While the primary group tends to be more or less involuntary, the secondary group is voluntary. Modern culture is distinctly characterized by the growth of secondary associations. The larger political state, trade unions, employers' associations, clubs, fraternal orders, religious sects, political parties, and scientific societies— all are examples of secondary groups. True, many of the attitudes and habits of the primary group are carried over into the secondary group. These attitudes of morality and interstimulation of the face-to-face sort are lost, in part, in the expansiveness and ritual of the larger organization. The secondary group is marked by the development of formal codes and social rituals, as also of techniques for securing the objects of common interest, be it increased wages, shorter hours, greater profits, more liberal interpretation of academic freedom, or what not. Secondary groupings, moreover, very easily run over into institutional forms. Sometimes the fundamental distinctions of social groups are made in terms of institutional or non-institutional characteristics. Certainly the primary groups do not, on the whole, take on any high degree of institutionalization, whereas secondary groups lend themselves easily to this sort of organization.

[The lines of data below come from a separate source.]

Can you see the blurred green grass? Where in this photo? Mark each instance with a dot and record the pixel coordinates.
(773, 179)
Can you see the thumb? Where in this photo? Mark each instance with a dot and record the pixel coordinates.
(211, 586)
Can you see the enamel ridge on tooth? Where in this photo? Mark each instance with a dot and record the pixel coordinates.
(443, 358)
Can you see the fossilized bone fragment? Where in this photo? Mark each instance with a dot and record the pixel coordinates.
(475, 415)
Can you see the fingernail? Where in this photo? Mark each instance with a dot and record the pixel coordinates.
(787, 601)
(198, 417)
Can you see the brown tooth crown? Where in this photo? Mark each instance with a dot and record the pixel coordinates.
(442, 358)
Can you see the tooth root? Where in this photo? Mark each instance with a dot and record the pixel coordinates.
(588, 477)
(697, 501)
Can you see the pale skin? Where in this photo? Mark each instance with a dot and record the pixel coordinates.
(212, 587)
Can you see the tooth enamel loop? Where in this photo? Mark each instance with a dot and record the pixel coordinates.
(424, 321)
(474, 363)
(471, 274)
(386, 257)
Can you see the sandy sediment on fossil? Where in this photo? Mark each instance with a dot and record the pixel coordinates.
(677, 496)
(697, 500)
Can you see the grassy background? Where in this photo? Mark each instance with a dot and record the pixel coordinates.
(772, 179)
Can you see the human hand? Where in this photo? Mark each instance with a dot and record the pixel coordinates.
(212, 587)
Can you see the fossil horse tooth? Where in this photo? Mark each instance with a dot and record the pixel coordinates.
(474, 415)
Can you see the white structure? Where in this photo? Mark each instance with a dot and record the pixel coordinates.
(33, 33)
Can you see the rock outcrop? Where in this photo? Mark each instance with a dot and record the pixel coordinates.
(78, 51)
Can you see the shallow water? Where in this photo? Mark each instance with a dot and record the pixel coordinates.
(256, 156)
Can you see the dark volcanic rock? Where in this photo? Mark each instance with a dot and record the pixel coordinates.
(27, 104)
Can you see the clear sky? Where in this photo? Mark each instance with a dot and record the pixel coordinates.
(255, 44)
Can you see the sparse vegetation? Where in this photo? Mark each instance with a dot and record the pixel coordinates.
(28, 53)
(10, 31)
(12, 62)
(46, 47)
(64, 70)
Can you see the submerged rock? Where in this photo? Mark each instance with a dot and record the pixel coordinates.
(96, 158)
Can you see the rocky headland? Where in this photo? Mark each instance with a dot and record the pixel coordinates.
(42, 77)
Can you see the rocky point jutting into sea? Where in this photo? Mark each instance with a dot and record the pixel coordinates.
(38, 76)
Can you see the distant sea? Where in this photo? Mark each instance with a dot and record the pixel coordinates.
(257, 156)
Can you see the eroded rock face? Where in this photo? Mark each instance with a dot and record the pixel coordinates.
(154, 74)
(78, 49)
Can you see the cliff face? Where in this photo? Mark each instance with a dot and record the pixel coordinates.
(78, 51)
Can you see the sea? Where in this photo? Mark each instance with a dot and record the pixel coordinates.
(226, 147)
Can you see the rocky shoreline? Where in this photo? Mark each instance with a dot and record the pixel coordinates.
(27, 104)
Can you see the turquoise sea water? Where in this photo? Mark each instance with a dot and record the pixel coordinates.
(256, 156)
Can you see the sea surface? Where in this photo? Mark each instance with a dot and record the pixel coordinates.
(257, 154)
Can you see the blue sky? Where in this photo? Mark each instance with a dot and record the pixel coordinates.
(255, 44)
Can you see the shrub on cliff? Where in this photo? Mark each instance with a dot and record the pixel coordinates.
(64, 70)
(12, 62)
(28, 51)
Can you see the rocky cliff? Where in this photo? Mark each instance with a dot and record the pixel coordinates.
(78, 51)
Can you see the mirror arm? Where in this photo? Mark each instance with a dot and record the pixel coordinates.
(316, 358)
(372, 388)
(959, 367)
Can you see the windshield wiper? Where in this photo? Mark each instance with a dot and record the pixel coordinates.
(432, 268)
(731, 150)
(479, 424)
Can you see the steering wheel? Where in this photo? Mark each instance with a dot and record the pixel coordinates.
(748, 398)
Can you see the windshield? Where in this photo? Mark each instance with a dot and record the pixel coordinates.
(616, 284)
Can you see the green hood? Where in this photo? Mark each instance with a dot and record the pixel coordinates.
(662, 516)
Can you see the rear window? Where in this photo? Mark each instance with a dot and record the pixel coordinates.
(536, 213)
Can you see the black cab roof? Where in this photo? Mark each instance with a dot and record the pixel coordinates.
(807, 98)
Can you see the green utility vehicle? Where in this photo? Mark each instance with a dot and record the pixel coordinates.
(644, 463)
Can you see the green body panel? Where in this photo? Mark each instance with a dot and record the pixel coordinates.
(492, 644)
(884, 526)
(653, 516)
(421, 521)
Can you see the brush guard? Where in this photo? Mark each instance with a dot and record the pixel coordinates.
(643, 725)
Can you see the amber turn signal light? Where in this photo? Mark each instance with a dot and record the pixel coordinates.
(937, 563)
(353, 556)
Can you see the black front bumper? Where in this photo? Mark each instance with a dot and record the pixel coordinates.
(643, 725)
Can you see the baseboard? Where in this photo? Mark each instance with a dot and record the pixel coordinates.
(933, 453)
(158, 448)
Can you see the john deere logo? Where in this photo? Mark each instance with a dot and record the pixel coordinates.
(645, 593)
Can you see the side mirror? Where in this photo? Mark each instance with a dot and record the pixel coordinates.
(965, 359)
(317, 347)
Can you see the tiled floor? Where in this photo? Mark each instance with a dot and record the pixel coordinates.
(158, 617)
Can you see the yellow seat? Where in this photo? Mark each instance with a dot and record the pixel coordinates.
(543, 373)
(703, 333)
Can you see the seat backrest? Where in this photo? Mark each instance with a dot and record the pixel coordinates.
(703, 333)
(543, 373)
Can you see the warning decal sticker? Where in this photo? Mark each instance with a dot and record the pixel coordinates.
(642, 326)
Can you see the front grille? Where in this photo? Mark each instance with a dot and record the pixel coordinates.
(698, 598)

c. Temporary Quasi-Primary and Secondary Groups. The distinction between institutional and non-institutional is not precisely the same as that between primary and derivative. Mobs and temporary street crowds may scarcely be called primary in the sense of the family, the play-group, or the neighborhood; yet they are not secondary groups. These temporary


( 24) contiguous groups, however, must be reckoned with as types of relatively unorganized groups. These forms of collective association may distinctly influence personality. So, too, the non-contiguous crowd or public is a form of grouping highly significant in our society. As we shall see, the public, or better said, the publics, are closely related to secondary interest groups.

We need not further discuss the general sociological features of groups, as in subsequent chapters we shall have occasion to consider group backgrounds of personality development. It is important for our standpoint to realize, at all times, that the personality development of the individual is constantly modified and directed by his participation in groups of other persons somewhat similar to or different from himself.

C. Nature of Culture.

1. Morality, Socialization, and Group Life.— Rather more important for us than any elaborate treatment of the sociology of groups, is the need of pointing out that modern life has come to be dominated more and more by secondary and institutionalized groups. Division of labor— meaning specialization— rapid communication and transportation, and the enormous expansion of organized business enterprise have completely altered the forms of human relationships. The primary groups of family, neighborhood, and village have steadily been losing ground as the major groups in our society. In their place the urban community, the specialized institution of education, the industrialized and commercialized types of association, dominate our life organization. Throughout this volume we shall have occasion to indicate how these newer forms of associate life affect the personality of the individual and, his relations with his fellows.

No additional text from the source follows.